KAI RYSSDAL: It's easy to be cynical about politics. But a poll out today from Pew and the Associated Press says voters' interest this fall is the highest it's been in more than a decade. Americans are talking politics at home and around the office water cooler. They're going to campaign events. They're talking about it in church. And they're opening up their pocketbooks. Best guesses are something near two billion dollars will be plowed into the mid-term elections. But commentator and consumer advocate Jamie Court says the trick is to change how that money's spent.
JAMIE COURT: OK, so maybe you can't take the money out of politics. But you can take the politics out of the money.
You see, lawmakers spend an inordinate amount of time hustling campaign cash to win reelection.
The cash power of interest groups can make or break a public official's election.

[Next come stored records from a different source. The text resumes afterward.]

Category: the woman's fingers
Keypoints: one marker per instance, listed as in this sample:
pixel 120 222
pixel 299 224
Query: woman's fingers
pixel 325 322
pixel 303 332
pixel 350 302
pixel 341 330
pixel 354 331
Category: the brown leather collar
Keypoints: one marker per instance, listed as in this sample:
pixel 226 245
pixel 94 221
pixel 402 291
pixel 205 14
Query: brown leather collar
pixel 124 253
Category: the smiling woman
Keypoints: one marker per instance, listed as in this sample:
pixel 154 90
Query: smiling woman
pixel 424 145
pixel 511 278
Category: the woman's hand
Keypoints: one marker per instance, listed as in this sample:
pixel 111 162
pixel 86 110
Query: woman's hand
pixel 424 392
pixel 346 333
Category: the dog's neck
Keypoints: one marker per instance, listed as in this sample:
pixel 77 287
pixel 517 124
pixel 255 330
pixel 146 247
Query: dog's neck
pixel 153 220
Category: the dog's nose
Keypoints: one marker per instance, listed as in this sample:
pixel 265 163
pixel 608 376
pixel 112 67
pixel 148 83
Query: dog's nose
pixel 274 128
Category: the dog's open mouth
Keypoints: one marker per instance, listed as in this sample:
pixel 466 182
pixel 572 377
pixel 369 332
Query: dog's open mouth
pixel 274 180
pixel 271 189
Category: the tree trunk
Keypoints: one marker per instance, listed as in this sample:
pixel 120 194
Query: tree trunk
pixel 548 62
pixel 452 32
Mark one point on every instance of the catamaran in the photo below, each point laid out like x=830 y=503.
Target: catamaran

Even the politicians who don't want a handout from a special interest group are worried about getting on their bad side come election year.
What if American taxpayers paid for the political campaigns of candidates who rejected special-interest dough?

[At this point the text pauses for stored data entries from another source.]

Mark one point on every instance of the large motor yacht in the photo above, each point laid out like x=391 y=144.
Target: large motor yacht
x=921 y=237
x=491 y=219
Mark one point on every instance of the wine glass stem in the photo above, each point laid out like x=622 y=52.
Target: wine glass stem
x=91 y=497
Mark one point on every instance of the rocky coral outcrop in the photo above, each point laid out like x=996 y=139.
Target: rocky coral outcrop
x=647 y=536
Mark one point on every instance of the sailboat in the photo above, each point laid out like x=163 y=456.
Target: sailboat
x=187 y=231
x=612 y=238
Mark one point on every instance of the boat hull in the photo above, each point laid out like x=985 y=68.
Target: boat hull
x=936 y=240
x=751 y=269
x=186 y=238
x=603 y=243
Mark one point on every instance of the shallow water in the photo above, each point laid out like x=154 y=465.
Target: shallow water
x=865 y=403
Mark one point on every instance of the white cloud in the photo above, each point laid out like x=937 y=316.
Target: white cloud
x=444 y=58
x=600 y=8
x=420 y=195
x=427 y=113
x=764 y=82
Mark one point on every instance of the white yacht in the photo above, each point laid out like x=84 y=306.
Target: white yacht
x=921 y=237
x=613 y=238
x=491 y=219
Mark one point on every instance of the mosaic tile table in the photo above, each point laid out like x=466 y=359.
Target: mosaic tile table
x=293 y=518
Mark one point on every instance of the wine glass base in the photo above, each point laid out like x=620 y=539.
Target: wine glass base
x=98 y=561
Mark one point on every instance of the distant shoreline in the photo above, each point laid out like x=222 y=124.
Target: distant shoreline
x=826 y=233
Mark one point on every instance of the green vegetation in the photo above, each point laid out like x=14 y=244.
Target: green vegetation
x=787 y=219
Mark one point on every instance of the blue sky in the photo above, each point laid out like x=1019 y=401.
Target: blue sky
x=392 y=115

It would only take about $6 from every American to make that happen.
To make it even cheaper, the FCC could require broadcasters to give some free airtime on the publicly-owned airwaves to candidates. Do you think Washington and America would look a lot different?
Arizona and Maine have had this publicly financed election system for six years and politics there is different.

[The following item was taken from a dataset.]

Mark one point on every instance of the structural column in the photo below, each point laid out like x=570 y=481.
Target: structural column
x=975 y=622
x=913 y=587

For one thing, more people are voting. For another, candidates come from all walks of life.
Officials elected with public funds say it's a relief not to owe favors to special interests.
More than 8 in 10 Arizonans give the system a thumbs up, and two of every three candidates opt to reject private contributions.
There's a powerful financial incentive for that. Candidates who choose to fund-raise give their publicly-funded opponent a gift of matching funds for every dollar they raise.
How do we bring this system to the rest of America? Well, California pioneered a clean-burning car. And California could also be the catalyst for cleaner politics.On November 7th Californians will vote on a proposition to establish a system like Arizona's.
If Proposition 89 passes, and the sixth-largest economy in the world can get politicians to reject special-interest cash, then don't you think we could do that as a nation?
RYSSDAL: Jamie Court is the president of the Foundation for Taxpayer and Consumer Rights.